An innovative aspect of the methodological approach is that beginning researchers from the teacher education faculty in both universities undertook the interviewing and co-authored the article.
Six teacher educators - five women, one man; three from each university - participated in the study. The teacher educators represented a range of ages and gender, as well as experience in schools, higher education and research, roles and responsibilities. The common factor was that they were all from a school-teaching background before they came into higher education.
Six research mentors - four women, two men; three from each university - covering a similar range, were also interviewed, making a total of 12 interviews altogether.

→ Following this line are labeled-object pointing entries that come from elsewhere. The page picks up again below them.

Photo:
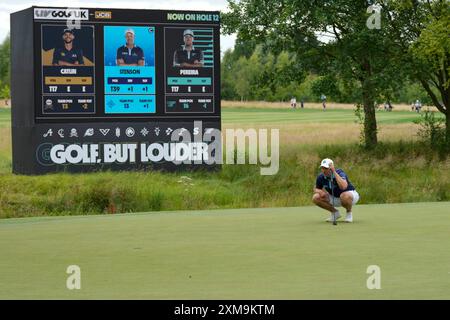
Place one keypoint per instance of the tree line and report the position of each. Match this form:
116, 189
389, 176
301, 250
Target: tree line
252, 72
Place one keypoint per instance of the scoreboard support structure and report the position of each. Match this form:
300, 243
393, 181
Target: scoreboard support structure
114, 89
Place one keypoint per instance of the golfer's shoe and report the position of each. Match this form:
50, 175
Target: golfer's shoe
330, 219
349, 217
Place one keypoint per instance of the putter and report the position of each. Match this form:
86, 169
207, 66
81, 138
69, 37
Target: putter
332, 200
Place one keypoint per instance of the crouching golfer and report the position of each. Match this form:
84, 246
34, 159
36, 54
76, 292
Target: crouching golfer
338, 191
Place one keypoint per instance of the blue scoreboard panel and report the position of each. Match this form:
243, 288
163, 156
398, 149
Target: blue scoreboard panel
89, 78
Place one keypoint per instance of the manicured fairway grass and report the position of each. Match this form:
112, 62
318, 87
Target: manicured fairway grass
255, 115
282, 253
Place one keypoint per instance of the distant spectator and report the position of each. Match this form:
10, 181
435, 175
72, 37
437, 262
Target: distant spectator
387, 106
293, 102
417, 106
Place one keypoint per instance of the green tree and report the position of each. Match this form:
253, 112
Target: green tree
331, 37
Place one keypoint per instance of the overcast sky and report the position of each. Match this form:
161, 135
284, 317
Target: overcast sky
9, 6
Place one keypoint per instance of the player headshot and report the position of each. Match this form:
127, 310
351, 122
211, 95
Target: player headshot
68, 55
188, 56
130, 54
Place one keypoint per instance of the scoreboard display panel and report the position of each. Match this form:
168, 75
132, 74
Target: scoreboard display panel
94, 89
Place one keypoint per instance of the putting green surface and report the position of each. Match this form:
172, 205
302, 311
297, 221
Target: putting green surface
274, 253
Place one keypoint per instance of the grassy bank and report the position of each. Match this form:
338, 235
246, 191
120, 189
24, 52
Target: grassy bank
399, 170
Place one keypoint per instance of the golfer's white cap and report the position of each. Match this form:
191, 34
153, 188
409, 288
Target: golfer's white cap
326, 163
129, 31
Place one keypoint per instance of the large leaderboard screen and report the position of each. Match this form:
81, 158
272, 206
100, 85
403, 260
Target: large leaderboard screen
98, 77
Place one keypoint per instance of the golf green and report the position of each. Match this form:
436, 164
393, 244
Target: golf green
273, 253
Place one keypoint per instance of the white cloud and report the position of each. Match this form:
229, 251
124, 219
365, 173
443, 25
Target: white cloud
16, 5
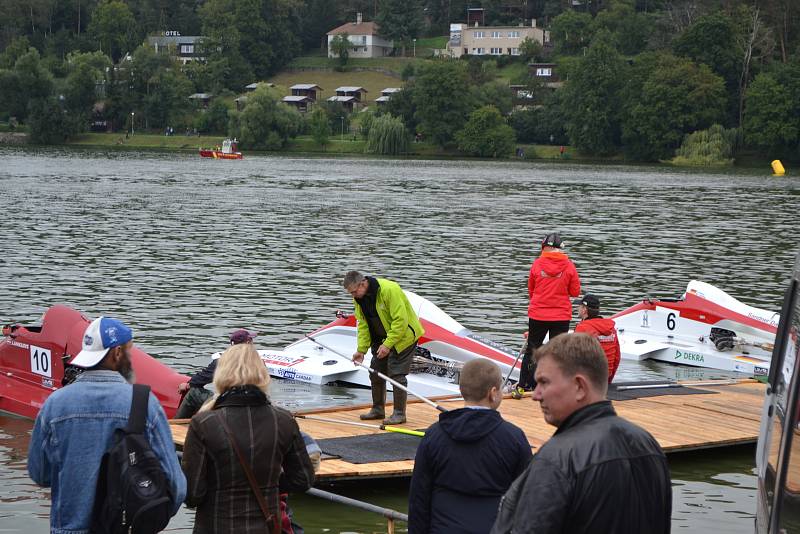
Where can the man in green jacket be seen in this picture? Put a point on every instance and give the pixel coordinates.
(388, 325)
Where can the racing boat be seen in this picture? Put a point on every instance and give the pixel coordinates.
(34, 362)
(705, 327)
(228, 151)
(323, 357)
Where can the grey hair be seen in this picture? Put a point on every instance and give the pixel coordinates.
(352, 278)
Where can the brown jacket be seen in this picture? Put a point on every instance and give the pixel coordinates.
(217, 485)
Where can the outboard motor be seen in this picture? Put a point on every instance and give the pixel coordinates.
(723, 339)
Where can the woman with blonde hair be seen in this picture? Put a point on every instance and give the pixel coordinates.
(239, 443)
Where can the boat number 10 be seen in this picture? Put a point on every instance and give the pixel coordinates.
(40, 361)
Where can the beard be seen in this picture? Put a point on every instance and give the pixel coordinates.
(126, 368)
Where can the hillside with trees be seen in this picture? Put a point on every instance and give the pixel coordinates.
(701, 80)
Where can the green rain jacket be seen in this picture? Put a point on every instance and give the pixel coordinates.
(397, 316)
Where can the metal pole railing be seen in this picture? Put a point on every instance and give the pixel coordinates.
(392, 515)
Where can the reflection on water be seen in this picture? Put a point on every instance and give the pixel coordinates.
(186, 249)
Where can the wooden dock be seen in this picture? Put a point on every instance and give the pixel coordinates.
(728, 417)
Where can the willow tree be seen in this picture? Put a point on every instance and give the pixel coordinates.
(387, 136)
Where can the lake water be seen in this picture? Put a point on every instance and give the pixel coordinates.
(186, 249)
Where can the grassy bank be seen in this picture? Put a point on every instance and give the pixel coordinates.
(304, 144)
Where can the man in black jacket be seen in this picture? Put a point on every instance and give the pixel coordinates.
(195, 388)
(599, 472)
(467, 460)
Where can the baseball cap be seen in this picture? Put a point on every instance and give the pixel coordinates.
(588, 300)
(102, 334)
(241, 336)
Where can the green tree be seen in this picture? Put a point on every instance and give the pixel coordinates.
(340, 46)
(592, 100)
(49, 123)
(387, 136)
(631, 29)
(266, 122)
(713, 146)
(27, 83)
(677, 97)
(112, 25)
(486, 134)
(572, 32)
(772, 112)
(440, 101)
(320, 127)
(400, 21)
(712, 40)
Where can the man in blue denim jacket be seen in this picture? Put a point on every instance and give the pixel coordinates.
(75, 427)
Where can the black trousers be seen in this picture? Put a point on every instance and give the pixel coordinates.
(537, 330)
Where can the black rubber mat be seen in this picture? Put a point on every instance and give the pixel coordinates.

The study has been highly enlightening about the attitudes and research experiences of teacher educators and research mentors working in two universities. Although the historical cultures of the two institutions are very different, the patterns of transition into higher education for teacher educators and into a researcher’s role have emerged as remarkably similar, with the same major challenges and problems. At the heart of these lies a tension between the kinds of work involved in teacher education and research, in the time that each needs and the skills required.
From their accounts, the teacher educators achieved best when they received structured support, through supervision and research mentoring, appropriate for the stage that they had reached. However, the teacher educators were most enthusiastic about being engaged in collaborative work with experienced researchers, who could then model processes in real research contexts. The research mentors found these activities rewarding too.
Cultural differences between the two universities in terms of research expectations gave rise to some significant differences in the extent to which teacher educators felt valued: at the old university, the prioritisation of high-status research made it especially hard for teacher educators to feel confident about embarking on research themselves, and they and mentors felt that teacher education itself was undervalued too. This affected the teacher educators’ emerging research identity. In contrast, teacher educators and mentors at the new university felt that teaching was valued more highly than research; in a different way, this also made it hard for teacher educators to develop research identities.
The authors conclude that the need for an entitlement to and protection of research time is stressed, as well as a range of supportive practices within an active research culture. The authors argue that this aspect of teacher educators’ professional development requires as much attention as the pedagogical aspects of their role.